In 1934, Carl Orff encountered the 1847 edition of the Carmina Burana by Johann Andreas Schmeller. Michel Hofmann (de) was a young law student and an enthusiast of Latin and Greek. He assisted Orff in the selection and organization of 24 of these poems into a libretto mostly in secular Latin verse, with a small amount of Middle High German and Old French. The selection covers a wide range of topics, as familiar in the 13th century as they are in the 21st century: the fickleness of fortune and wealth, the ephemeral nature of life, the joy of the return of spring and the pleasures and perils of drinking, gluttony, gambling, and lust.

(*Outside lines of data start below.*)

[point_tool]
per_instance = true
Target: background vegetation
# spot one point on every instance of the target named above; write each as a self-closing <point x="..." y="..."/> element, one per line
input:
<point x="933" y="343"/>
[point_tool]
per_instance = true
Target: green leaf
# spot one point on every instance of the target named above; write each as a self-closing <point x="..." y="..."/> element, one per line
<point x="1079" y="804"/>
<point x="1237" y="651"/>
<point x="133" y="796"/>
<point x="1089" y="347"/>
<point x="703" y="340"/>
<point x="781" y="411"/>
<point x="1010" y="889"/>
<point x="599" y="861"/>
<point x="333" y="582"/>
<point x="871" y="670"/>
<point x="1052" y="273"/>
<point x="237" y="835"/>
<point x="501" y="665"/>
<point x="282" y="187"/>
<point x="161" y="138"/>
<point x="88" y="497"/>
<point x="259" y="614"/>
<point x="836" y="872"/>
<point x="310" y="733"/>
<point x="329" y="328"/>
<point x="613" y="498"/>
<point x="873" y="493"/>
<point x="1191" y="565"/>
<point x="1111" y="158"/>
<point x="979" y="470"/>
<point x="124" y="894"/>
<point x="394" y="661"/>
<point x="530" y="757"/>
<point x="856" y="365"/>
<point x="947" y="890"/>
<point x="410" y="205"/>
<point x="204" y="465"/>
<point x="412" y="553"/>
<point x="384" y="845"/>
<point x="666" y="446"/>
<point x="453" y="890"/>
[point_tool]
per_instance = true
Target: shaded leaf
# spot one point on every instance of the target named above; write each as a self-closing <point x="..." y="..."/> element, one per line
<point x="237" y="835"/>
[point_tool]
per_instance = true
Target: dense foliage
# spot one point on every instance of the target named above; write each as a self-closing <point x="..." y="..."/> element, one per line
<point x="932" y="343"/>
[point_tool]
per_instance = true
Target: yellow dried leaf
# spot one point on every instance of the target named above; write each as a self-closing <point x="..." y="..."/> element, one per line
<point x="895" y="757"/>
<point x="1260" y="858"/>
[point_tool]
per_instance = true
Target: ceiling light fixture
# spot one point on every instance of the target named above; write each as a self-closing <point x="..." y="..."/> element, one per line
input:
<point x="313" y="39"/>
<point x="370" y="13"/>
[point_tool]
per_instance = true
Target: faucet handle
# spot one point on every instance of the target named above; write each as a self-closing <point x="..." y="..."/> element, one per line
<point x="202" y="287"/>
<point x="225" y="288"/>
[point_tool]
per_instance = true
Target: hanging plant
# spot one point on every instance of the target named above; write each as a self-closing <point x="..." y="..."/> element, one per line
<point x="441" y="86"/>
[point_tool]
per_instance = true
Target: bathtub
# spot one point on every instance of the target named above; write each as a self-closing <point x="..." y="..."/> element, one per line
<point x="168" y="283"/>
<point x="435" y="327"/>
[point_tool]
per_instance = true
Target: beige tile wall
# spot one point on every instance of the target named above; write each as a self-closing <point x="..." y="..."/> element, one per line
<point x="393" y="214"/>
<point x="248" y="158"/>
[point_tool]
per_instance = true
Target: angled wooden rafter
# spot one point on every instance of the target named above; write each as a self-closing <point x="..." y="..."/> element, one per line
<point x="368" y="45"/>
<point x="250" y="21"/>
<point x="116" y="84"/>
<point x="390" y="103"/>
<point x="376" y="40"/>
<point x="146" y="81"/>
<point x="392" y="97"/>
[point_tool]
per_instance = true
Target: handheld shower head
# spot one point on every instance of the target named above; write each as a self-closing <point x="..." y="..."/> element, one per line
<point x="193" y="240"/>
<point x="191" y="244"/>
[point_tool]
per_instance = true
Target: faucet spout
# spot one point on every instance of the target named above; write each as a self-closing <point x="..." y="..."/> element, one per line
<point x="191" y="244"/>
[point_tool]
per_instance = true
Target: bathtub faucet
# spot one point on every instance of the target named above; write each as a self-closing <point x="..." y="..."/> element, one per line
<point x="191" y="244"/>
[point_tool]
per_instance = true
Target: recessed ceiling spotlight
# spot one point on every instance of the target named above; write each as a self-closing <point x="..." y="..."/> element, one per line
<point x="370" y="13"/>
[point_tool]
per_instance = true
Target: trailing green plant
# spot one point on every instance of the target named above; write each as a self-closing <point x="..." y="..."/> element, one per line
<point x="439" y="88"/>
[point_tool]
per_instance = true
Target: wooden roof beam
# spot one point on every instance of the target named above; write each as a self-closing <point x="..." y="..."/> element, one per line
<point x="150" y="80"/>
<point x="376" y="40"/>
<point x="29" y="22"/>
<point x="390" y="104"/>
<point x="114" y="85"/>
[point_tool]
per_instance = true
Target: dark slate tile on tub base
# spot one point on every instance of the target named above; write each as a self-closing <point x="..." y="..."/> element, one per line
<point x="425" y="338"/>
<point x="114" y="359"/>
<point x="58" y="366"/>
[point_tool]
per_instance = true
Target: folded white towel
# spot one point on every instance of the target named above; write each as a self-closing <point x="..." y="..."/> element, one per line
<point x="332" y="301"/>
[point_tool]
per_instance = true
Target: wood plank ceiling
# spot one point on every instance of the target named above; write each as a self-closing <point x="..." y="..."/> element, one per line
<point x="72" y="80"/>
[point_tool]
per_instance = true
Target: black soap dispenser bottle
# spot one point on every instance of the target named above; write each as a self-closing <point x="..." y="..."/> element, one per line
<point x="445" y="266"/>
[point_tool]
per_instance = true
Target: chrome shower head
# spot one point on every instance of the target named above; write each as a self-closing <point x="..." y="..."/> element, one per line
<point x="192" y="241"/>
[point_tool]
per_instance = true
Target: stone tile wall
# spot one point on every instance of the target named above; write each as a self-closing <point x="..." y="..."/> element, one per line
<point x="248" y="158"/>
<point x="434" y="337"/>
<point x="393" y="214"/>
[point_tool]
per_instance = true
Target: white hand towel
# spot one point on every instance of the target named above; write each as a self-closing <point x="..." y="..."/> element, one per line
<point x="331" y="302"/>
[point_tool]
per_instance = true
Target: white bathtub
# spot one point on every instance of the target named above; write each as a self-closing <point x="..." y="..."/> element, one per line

These Orff set to music in 1936 as Carmina Burana: Cantiones profanae cantoribus et choris cantandae comitantibus instrumentis atque imaginibus magicis [translation: Songs of Beuern: Secular songs for singers and choruses to be sung together with instruments and magical images].
Carmina Burana was first performed by the Oper Frankfurt on 8 June 1937. It is but one part of Orff’s rarely performed Trionfi, a musical triptych that also includes Catulli Carmina and Trionfo di Afrodite.
Carmina Burana quickly became popular and a staple piece of the classical music repertoire. The opening and closing movement “O Fortuna” has been used in numerous films, becoming one of the most recognizable compositions in popular culture.